I just got back from an anime convention. I do work these and generally enjoy my time. People supporting what they love. They work all year on a costume and they get a chance to show it off. They run to panels to see their favorite voice actors. They can buy all kinds of crazy, awesome items. They have fun.
Most of the time.
Its funny to see that even in this grouping, certain groups of people have trouble accepting another. Sure fandoms collide but this is different. The picking and teasing starts, people cry, and they try to kill themselves. Literally. They say “I want to end my life” Those words, those soul crushing words, are devastating to me. So I talk. I talk to them. If they dont talk, I talk about me and try and have them join in a conversation. I try and relate to them. I try my best to be a people person.
I am not.
I am an introvert that enjoys staying inside all day doing nothing. I love nothing more in the world than to curl up with a book. I hate crowds. I hate people in groups. I dislike most of the people in groups. But give me a person. Let me have a 1 on 1 with them, and I can do great things.

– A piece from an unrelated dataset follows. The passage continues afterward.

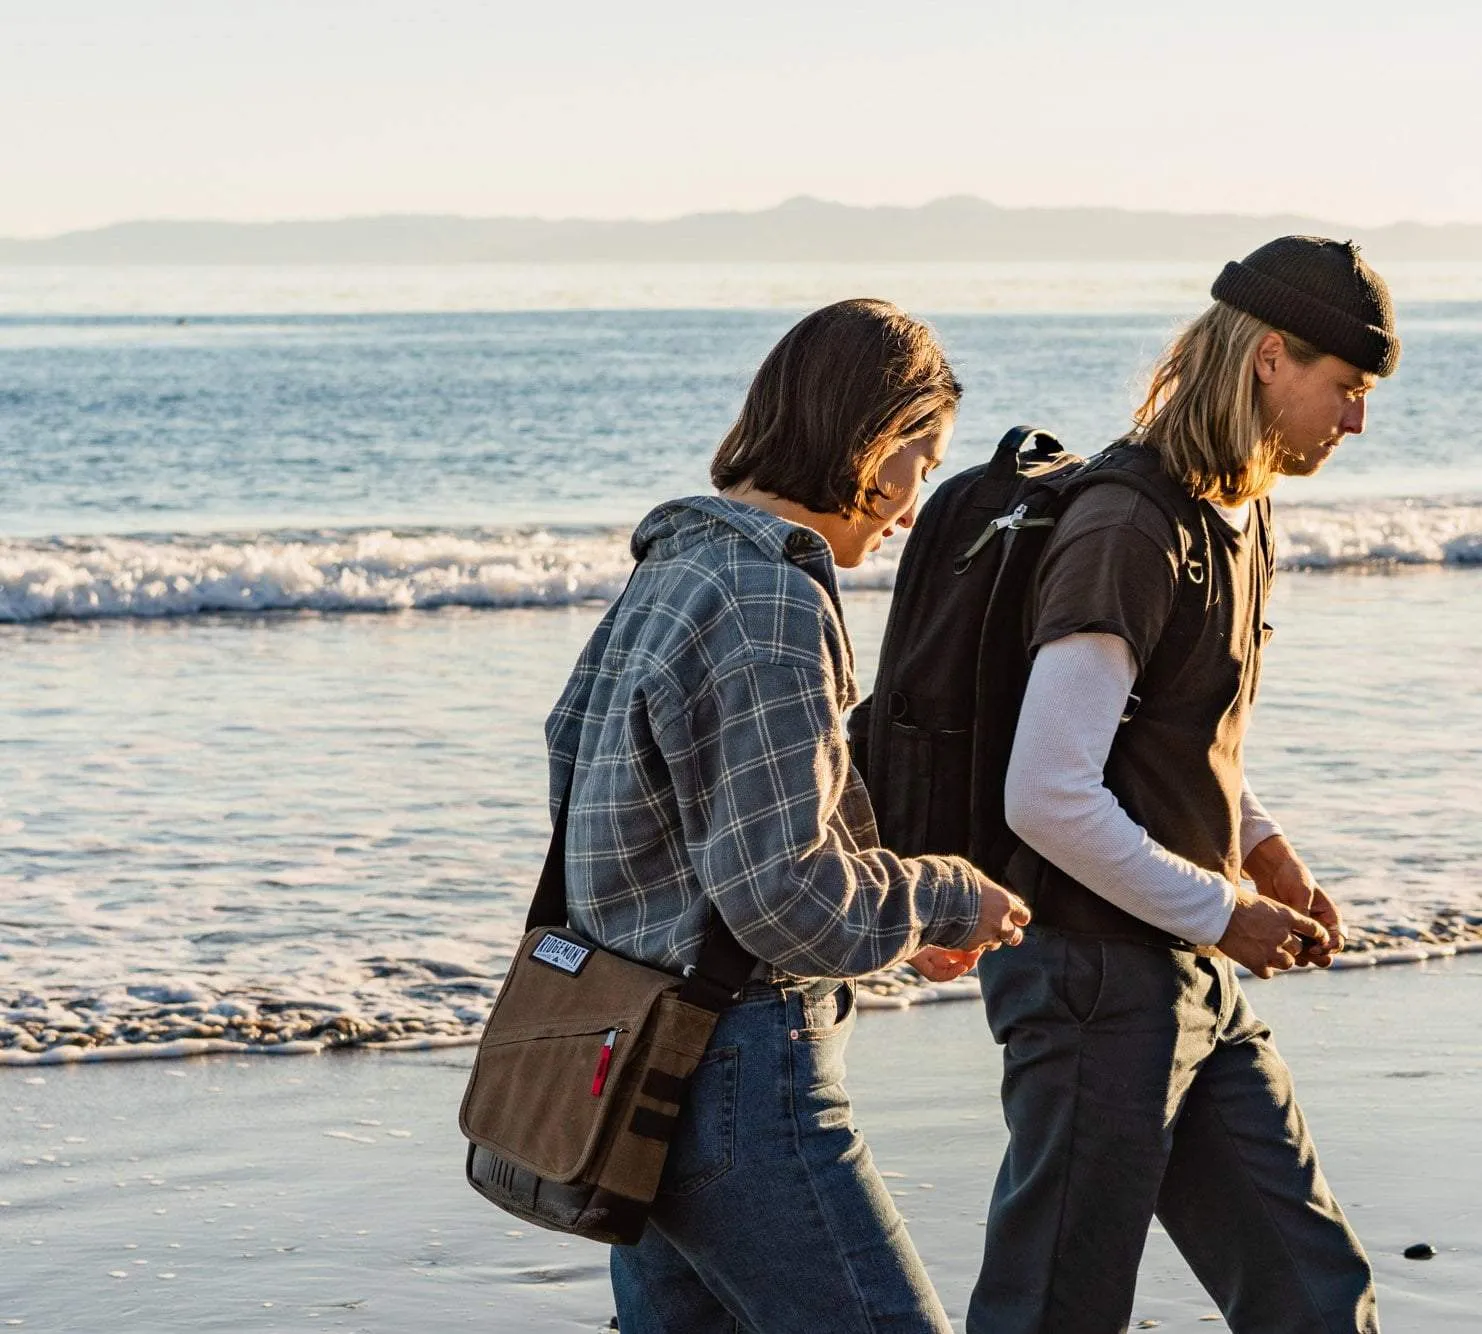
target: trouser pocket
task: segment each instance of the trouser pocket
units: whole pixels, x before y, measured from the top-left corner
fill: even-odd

I enjoy letting people talk about themselves. When they open up and are completely honest. They share things with you that they dont want to admit. What they are fans of, or what fetishes they have, or even those who like multi-coloured ponies. When you can let them talked about it, they have a moment of freedom. They reveal who they really. Some cannot say all or even get more than a word or two out but they talk. That is what this blog is all about. This is my confession.
I like My Little Pony: Friendship is Magic. I love stuffed animals and have for years. I enjoy putting on furry ears and a tail. If I had paws, I would wear those as well.
Day 1.
I am a male, 29 year old, Married, two kids. I hold (and have held) a steady full time job from the times I was about 14 or 15. I was raised in a Christian house with an older brother and 2 younger sisters. My daughters are at 4 and 6 at this time.
And I suffer from depression.
Ah yes. The “D” word. Something people throw out when they get upset, When they cant have their way, or just a general “I am depressed”. I am very disappointed that people are so eager almost to classify everything under this category. I wont say that not everyone can be depressed at a point in their life but depression and the byproducts of it are not a normality. So how do I deal with it? Ponies and stuffed animals.
Not the typical “norm” for a person such as I am. Even I can agree that I am different in this regard. I could be classified as a Brony, Plushie, Furry, or many other labels that are attached to people who are different. I know people will frown, and they do, on me. It is another “cross” to bear (pun intended).
So why am I here? In part to share. To help me get it off my chest. To open myself up and push me to dig myself out of a hole. To reach out and explain why I do what I do. I welcome you to join me.